Tony Martin holte große Titel, galt als einer der besten Zeitfahrer seiner Generation. Zum Ende seiner Karriere zermürbten ihn zahlreiche Stürze, auf der Tour de France brachte ihn eine Zuschauerin mit Pappschild zu Fall. Nun beginnt der Cottbuser ein neues Kapitel.

Benommen und blutüberströmt steht Tony Martin auf wackligen Beinen in einem Straßengraben. Taumelt, lehnt sich an die Böschung, um Halt zu finden. Es ist der 7. Juli 2021, die 11. Etappe der Tour de France, am Mont Ventoux, dem prachtvollen Bergmassiv in der Provence. "Ich habe mal gesteigerte Zweifel, dass der noch mal aufs Rad steigt", sagt der TV-Kommentator. Die Fernsehbilder zeigen nur Martins entsetzte Reaktion auf seinen Unfall, wie er ins Leere blickt [sportschau.de]. Den eigentlichen Sturz haben die Kameras nicht festgehalten.

"Da kamen sofort die Zweifel"

Dieser Unfall war der Moment, in dem der gebürtige Cottbuser den Entschluss fasste: Es reicht, zu gefährlich.

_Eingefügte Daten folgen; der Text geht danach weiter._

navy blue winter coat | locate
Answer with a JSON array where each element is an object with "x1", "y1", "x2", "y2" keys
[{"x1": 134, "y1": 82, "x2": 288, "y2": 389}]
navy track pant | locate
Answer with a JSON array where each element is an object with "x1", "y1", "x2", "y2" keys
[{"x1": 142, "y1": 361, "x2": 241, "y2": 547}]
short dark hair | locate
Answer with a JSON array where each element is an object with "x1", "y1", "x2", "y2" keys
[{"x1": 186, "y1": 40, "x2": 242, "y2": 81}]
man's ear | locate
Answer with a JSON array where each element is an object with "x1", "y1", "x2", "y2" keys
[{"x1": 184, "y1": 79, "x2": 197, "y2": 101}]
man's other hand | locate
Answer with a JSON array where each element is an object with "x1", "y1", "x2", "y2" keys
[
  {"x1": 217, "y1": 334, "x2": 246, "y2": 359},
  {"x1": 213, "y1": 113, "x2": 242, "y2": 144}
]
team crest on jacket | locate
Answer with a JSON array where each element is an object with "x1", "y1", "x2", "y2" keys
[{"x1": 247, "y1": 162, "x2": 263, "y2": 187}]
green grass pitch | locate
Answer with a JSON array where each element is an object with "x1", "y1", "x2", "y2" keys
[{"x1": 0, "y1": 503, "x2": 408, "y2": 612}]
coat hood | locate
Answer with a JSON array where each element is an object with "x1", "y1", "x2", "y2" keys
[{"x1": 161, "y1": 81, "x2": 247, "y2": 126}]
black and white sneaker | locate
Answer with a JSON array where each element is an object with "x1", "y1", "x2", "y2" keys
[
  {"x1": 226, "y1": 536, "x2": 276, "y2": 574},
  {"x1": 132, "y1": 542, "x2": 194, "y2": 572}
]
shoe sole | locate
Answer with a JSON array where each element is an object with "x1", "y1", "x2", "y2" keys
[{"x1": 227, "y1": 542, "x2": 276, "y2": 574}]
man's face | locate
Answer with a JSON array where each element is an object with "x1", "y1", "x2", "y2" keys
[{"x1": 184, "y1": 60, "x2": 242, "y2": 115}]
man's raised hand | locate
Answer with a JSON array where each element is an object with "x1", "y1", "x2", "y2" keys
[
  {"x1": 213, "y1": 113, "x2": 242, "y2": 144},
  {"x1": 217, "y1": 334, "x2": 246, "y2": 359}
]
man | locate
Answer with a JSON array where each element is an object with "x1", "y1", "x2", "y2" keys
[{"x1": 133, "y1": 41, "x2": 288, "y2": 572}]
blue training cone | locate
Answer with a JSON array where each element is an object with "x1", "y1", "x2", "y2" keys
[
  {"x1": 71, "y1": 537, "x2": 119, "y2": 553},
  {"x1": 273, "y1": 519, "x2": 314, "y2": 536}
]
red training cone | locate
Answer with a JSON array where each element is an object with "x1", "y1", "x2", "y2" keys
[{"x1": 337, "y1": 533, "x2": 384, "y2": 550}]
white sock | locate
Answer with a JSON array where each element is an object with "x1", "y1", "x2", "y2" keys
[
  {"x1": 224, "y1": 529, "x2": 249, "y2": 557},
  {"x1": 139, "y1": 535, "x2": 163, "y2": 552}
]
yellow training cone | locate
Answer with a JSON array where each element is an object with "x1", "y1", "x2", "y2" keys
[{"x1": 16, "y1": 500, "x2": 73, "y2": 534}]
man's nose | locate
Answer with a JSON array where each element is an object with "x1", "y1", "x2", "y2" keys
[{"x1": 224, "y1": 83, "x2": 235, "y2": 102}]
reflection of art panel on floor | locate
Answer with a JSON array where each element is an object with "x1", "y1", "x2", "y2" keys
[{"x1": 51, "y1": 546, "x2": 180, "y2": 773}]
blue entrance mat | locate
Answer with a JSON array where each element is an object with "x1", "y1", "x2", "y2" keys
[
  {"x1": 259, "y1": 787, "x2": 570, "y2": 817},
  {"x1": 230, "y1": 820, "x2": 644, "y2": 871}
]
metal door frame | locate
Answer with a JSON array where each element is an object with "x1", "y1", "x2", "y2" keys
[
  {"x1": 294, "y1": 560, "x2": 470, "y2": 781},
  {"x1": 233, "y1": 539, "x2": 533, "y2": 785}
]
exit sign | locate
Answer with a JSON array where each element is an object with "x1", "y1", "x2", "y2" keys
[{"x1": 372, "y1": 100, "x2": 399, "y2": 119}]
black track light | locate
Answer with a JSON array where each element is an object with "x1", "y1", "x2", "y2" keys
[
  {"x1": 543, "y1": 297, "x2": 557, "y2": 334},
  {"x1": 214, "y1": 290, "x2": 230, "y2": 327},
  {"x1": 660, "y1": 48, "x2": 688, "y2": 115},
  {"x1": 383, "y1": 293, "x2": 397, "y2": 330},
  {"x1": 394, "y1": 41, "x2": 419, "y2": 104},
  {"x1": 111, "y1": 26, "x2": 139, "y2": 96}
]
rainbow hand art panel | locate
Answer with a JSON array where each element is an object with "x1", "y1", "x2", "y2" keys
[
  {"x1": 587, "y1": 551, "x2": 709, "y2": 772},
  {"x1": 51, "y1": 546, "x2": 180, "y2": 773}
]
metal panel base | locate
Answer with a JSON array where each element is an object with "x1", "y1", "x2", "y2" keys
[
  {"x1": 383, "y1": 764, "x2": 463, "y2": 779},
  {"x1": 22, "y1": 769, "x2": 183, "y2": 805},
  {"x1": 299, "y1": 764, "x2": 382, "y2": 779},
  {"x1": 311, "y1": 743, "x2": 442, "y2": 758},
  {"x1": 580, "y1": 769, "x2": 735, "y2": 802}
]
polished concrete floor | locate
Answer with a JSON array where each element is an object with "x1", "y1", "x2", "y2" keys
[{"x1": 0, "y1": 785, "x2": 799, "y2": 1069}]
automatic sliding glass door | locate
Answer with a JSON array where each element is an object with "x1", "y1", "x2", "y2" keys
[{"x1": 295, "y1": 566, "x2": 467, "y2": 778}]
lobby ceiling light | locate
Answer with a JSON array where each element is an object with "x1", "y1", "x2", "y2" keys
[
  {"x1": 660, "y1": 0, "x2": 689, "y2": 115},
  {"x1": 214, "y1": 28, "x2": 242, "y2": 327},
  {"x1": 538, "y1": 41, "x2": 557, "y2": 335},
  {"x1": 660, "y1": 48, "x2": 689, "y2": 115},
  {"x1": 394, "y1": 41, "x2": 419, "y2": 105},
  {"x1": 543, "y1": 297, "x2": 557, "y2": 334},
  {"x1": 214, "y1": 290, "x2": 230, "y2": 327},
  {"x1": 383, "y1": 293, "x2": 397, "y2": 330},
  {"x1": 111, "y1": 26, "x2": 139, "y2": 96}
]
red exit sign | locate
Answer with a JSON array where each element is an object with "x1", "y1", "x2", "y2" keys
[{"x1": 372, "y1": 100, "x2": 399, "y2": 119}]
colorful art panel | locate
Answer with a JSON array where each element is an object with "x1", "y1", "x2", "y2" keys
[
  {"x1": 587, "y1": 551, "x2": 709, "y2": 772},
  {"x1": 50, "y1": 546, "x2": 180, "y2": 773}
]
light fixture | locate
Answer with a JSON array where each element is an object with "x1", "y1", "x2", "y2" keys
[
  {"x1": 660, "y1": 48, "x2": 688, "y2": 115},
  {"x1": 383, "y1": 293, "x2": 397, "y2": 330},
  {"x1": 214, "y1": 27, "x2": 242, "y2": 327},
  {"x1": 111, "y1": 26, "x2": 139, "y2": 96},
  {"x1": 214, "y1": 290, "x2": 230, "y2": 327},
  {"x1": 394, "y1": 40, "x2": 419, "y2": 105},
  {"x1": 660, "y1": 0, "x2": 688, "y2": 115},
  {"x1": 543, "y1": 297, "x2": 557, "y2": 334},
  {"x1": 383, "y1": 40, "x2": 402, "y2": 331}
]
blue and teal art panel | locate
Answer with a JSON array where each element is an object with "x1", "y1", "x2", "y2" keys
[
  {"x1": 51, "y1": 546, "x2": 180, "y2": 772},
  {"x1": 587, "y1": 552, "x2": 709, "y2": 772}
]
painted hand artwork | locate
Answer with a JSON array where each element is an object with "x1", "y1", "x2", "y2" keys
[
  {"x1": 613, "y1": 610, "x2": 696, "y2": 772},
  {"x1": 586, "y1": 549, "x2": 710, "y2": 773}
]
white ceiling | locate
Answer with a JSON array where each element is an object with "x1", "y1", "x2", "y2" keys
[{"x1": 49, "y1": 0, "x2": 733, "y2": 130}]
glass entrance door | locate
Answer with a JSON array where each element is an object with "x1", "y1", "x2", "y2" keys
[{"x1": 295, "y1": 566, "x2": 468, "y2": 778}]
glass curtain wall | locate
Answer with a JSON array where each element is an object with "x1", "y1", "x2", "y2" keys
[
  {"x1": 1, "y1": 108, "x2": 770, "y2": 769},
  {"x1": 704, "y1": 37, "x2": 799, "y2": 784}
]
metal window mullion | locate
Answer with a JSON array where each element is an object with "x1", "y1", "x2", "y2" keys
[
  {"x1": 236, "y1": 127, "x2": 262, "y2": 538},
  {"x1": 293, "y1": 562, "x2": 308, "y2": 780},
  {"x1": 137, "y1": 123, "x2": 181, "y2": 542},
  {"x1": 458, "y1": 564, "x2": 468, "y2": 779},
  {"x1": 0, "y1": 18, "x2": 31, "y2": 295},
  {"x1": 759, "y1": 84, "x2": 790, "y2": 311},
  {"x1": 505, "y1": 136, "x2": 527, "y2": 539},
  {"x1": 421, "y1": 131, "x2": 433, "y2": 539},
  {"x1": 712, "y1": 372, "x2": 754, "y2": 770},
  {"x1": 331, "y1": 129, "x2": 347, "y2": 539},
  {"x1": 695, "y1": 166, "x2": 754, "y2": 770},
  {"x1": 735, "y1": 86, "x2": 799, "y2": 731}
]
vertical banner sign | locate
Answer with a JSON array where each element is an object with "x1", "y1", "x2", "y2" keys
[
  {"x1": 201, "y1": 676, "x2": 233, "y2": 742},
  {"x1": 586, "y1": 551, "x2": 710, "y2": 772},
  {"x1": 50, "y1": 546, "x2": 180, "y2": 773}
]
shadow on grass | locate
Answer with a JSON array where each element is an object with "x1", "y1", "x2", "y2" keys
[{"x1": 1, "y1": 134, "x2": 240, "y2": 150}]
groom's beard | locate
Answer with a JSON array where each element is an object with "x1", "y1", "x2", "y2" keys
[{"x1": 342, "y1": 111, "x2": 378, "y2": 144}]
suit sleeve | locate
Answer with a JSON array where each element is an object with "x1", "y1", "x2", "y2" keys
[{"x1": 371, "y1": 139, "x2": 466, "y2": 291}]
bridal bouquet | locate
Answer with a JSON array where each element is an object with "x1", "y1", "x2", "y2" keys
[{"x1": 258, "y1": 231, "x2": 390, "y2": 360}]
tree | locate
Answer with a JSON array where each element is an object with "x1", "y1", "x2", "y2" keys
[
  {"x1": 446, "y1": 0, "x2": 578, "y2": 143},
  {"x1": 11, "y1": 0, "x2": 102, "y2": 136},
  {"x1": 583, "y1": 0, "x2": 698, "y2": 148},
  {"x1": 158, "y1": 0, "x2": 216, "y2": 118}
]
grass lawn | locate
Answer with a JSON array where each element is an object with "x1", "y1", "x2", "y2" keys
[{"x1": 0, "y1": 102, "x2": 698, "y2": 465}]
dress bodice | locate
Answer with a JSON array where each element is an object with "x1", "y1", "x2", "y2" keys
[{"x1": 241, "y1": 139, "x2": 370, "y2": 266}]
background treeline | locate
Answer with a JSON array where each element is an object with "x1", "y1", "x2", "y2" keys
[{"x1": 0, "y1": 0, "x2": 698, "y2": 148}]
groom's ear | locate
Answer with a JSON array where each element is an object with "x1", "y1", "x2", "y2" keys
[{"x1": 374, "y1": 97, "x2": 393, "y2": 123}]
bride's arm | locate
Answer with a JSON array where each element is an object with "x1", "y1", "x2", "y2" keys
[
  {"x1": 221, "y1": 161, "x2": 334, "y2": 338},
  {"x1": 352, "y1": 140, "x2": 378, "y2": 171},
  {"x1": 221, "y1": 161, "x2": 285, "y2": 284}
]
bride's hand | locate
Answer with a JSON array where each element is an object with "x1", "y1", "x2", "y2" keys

Tony Martin, einer der erfolgreichsten Radprofis Deutschlands, wollte Schluss machen mit dem aktiven Sport. "Das hat man auf den Bildern gar nicht so mitbekommen. Da bin ich 1,5 bis 2 Meter in den Straßengraben rein, mit dem Gesicht aufgeschlagen", sagte er später dem Fachportal radsport-news. "Da kamen sofort die ersten Zweifel."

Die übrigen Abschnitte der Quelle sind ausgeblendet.